11:02pm PT by Andy Lewis
J.K. Rowling's Secret Novel: 4 Fun Things to Know
The book I'm reading (detective nov called The Cuckoo's Call, Robert Galbraith, so good, feat. ghastly cokey v thin Mayfair women) has ++— India Knight (@indiaknight) July 10, 2013
Someone tweeted back that the novel was written by Rowling.
The star columnist asked how the tweeter knew Galbraith's identity. "I just do," responded the tweeter.
— India Knight (@indiaknight) July 10, 2013
@Judecallegari Seriously? How do you know?— India Knight (@indiaknight) July 10, 2013
The original tweets have been deleted, but the information was enough to send the Times arts editor Richard Brooks hunting for clues.
He quickly noticed that Galbraith shared the same high-profile agent and editor as Rowling, which was a puzzling coup for a debut novelist.
He confronted Rowling's team with his evidence, and they admitted she was Galbraith.
The New York Times says the entire Twitter account of the leaker has been deleted.
But businessinsider.com believes (from the responses above) that the leaker goes by the twitter handle @judecallegari.
That account is still active. It has only a few dozen followers but has been in use for about two years. A quick scan of the Twitter feed does not suggest an obvious link to Rowling or her publisher.

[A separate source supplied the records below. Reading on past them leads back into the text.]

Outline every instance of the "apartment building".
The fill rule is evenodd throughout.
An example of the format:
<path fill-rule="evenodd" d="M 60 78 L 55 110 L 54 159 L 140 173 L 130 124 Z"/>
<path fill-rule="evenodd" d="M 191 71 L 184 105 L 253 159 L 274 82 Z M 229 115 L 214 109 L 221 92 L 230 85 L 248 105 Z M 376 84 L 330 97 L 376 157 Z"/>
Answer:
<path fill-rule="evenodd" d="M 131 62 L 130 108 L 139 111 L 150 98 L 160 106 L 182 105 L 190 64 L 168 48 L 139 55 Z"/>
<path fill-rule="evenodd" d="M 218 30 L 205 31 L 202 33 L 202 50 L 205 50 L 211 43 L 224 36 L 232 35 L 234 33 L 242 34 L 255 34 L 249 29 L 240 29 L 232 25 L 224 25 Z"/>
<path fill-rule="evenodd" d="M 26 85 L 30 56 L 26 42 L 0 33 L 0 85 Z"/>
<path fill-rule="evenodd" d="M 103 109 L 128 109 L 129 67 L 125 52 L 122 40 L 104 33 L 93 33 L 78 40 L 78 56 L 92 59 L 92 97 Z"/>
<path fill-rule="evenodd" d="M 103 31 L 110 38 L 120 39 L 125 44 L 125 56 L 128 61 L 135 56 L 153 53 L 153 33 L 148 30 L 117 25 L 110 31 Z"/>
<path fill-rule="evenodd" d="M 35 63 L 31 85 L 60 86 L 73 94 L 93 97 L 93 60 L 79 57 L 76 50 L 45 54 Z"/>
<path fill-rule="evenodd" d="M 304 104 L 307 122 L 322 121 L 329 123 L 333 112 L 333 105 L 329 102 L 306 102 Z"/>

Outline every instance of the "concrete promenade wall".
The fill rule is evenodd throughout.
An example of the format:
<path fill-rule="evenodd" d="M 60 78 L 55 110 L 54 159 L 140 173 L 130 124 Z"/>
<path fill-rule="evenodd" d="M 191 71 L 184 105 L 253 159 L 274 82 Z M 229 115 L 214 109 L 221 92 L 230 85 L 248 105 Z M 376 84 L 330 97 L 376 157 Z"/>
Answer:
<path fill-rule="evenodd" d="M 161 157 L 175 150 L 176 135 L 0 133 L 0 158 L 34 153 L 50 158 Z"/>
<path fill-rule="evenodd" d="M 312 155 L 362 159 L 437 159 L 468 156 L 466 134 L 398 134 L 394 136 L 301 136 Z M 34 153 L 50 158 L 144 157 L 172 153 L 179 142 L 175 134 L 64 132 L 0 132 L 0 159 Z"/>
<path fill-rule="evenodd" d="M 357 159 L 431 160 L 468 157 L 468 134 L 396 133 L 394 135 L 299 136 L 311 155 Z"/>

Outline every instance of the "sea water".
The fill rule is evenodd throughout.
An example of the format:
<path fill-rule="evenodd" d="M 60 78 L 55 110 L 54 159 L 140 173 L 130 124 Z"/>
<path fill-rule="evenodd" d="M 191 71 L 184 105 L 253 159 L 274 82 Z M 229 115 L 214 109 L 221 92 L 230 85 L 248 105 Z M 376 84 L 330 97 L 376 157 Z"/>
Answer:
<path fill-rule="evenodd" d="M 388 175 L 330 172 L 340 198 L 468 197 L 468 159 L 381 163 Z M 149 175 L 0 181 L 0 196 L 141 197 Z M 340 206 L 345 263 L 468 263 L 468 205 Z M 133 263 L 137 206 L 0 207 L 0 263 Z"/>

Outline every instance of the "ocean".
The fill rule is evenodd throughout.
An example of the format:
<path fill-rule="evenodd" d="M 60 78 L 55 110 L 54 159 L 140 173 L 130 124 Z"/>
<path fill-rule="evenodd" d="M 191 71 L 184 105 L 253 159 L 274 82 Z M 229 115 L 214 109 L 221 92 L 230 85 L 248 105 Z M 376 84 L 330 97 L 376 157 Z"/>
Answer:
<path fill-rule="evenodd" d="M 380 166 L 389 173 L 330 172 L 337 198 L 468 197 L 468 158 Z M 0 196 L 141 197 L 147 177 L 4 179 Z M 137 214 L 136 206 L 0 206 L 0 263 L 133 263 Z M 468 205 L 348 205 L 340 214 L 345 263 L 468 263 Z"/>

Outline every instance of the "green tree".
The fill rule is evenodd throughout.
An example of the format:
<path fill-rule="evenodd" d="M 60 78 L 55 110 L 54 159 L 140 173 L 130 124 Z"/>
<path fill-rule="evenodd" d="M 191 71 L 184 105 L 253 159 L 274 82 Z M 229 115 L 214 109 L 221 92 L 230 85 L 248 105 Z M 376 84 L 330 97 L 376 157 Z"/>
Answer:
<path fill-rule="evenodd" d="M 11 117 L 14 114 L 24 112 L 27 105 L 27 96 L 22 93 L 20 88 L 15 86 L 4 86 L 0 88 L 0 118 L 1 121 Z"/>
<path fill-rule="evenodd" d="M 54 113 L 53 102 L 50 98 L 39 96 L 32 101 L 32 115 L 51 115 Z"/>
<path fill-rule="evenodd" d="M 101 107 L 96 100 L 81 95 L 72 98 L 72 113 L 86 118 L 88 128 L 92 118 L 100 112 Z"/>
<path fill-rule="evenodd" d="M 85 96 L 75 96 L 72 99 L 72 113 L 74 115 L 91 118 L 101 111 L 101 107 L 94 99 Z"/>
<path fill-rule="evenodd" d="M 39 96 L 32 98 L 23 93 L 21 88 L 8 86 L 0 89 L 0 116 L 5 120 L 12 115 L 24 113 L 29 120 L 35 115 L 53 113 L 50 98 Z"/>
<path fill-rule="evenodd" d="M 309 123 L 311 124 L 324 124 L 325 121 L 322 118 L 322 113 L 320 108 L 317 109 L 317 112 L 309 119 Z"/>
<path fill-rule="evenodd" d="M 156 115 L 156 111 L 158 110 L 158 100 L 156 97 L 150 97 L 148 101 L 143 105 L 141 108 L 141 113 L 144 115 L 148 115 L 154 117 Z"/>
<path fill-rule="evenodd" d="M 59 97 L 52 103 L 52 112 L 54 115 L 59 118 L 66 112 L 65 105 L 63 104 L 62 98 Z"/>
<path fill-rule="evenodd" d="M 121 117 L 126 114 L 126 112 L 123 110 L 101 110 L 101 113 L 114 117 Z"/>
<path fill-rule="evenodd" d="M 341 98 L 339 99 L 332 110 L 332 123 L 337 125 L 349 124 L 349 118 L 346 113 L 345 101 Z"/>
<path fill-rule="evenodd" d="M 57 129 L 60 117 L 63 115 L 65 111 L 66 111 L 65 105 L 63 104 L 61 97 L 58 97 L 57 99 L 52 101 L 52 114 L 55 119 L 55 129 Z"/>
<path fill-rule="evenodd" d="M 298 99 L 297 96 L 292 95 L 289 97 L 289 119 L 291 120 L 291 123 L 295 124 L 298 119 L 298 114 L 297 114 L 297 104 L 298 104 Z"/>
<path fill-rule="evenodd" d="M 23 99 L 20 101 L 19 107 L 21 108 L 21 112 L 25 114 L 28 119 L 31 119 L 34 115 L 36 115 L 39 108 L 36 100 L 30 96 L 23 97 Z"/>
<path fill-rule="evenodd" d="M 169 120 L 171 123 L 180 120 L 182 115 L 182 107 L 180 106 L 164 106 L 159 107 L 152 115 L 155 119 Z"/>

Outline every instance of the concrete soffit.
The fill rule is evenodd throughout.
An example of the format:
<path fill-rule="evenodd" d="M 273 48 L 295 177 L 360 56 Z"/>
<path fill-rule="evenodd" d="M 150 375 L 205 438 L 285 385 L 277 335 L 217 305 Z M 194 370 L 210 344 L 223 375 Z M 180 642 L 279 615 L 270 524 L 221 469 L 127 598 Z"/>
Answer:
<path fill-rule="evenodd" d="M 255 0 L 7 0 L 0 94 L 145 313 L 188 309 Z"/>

Now the secret is out, and the big mysteries are: Who leaked the news, and who is Jude Callegari?
The circle of people who knew Galbraith's real identity was probably very small. Rowling's agent, Neil Blair, and her editor at Little, Brown, David Shelley, knew.
Beyond that, the circle probably included a few people in Blair's office and a few at Little, Brown. Rowling said she had hoped her identity would have remained secret for longer so it doesn't appear right now that she orchestrated the leak. But a tweet to @judecallegari for comment has gone unanswered.
So for the foreseeable future, the No. 1 parlor game in publishing will be trying to guess the identity of the Cuckoo's Calling leaker.